Furuya Yuzo, Nozaki Tetsuo, Nagakawa Osamu, Fuse Hideki
Department of Urology, Faculty of Medicine, Toyama Medical and Pharmaceutical University, Japan.
Endocr J. 2002 Feb;49(1):85-90. doi: 10.1507/endocrj.49.85.
Patients with prostate cancer generally respond to androgen withdrawal therapy, but progression to androgen-independence is frequently observed later. To examine whether pretreatment serum androgen status could predict disease progression in metastatic prostate cancer, pretreatment serum testosterone, histological grade, extent of bony metastasis, serum prostate-specific antigen (PSA) response to hormone therapy, and prognosis of the 40 patients with untreated metastatic prostate cancer who received endocrine therapy were evaluated. Although there were no differences in age, pretreatment PSA level, extent of bony disease and histological grade between patients with normal testosterone and those with low testosterone, PSA response after endocrine therapy was better in normal testosterone group. There was a significantly longer interval to disease progression in patients with normal testosterone than in those with low testosterone. The patients with metastatic prostate cancer with low serum testosterone were in the high risk group of worse response to endocrine therapy. Additional therapy might be considered in those patients.

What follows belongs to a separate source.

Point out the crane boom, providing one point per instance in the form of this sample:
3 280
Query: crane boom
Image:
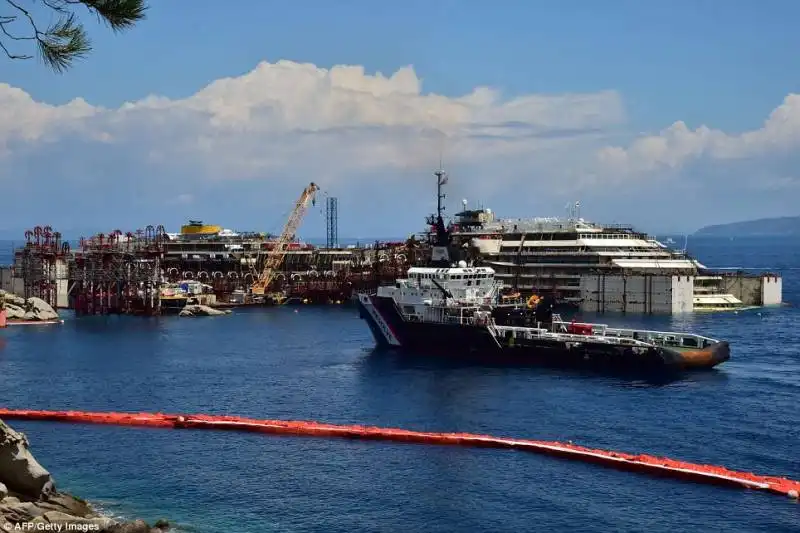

前列腺癌患者通常对雄激素剥夺疗法有反应,但随后经常会出现向雄激素非依赖性进展的情况。为了研究治疗前血清雄激素状态是否可以预测转移性前列腺癌的疾病进展,对40例接受内分泌治疗的未经治疗的转移性前列腺癌患者的治疗前血清睾酮、组织学分级、骨转移范围、血清前列腺特异性抗原(PSA)对激素治疗的反应以及预后进行了评估。尽管睾酮水平正常的患者与睾酮水平低的患者在年龄、治疗前PSA水平、骨病范围和组织学分级方面没有差异,但内分泌治疗后PSA反应在睾酮水平正常组中更好。睾酮水平正常的患者疾病进展间隔时间明显长于睾酮水平低的患者。血清睾酮水平低的转移性前列腺癌患者处于内分泌治疗反应较差的高风险组。对于这些患者可能需要考虑额外的治疗。